Necrotising fasciitis can turn flesh into liquid within a matter of hours. It can affect anyone at any time via the smallest injury such as a paper cut. It’s also a notoriously difficult bacterium to detect, as many of its early symptoms resemble other common conditions. An unusual pain in the infected limb and flu-like symptoms could point to a possible infection.
In fact, you can become infected through a bruise, blister, cut or scrape. Some people have even been infected during surgery. The image below shows the bacteria gorging itself on the subcutaneous level of your skin, enlarged by a microscope.
Then the bug starts destroying flesh and membranes, which end up rotting off your body. It has been known to devour entire limbs and massive sections of skin.
The infected skin blackens, begins to dry and crack and becomes covered by a breakout of large, puss-filled blisters. Toxins released by this killer bug send the body into shock, dramatically dropping blood pressure and eventually shutting the body down entirely.
Treatment is difficult. It involves surgically slicing out the infected flesh.
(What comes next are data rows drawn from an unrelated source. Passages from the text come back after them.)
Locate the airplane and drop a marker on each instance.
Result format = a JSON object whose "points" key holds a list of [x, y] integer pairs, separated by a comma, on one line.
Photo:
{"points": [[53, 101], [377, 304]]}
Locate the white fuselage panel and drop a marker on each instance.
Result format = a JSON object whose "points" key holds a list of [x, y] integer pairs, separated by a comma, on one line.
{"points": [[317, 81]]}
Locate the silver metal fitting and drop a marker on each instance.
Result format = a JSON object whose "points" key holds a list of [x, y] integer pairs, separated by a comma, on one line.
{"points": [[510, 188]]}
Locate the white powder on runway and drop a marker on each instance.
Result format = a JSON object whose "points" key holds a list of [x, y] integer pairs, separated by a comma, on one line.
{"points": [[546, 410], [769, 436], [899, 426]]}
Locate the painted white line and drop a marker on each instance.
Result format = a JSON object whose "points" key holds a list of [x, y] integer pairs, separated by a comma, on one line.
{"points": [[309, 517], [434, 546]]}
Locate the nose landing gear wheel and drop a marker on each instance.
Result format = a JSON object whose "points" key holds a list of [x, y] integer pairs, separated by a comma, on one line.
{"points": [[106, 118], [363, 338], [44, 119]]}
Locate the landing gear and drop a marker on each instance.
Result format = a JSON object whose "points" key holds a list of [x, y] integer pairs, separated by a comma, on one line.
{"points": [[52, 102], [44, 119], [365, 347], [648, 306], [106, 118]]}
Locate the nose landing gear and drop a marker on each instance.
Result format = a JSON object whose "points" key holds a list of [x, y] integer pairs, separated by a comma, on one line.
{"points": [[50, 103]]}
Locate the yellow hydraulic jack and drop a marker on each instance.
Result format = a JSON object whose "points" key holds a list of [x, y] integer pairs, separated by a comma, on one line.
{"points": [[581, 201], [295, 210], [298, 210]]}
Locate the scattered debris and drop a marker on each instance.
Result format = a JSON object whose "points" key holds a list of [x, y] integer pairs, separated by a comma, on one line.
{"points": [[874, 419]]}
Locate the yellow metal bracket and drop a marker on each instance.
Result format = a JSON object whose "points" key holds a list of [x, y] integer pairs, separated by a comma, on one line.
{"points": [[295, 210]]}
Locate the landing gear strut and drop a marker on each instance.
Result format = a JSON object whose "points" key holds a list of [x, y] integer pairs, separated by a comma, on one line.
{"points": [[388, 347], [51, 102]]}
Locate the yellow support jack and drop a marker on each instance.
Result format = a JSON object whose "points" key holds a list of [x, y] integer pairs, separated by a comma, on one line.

Strong antibiotics are currently the only medication that fights the disease – but unfortunately they usually aren’t strong enough. This rare infection kills roughly 20% of infected people.
Skin grafts are required to close the huge, gaping wounds left by necrotising fasciitis.
While this superbug is extremely rare, it's nevertheless important to prevent bacteria from getting into a wound. Wash your hands before handling any wound, or wear sterile disposable gloves. For smaller cuts, hold the wound under cool, running water to remove dirt or bits of grass.
Consider putting a bandage on the cut or graze, especially on the hands, legs and feet. Stitches might be required if the edges of the wound are far apart; if the wound is more than half a centimetre deep; if it's gaping and longer than 2cm; or if there are jagged edges. Get medical attention immediately if you develop a fever, chills, aches, or any signs of infection.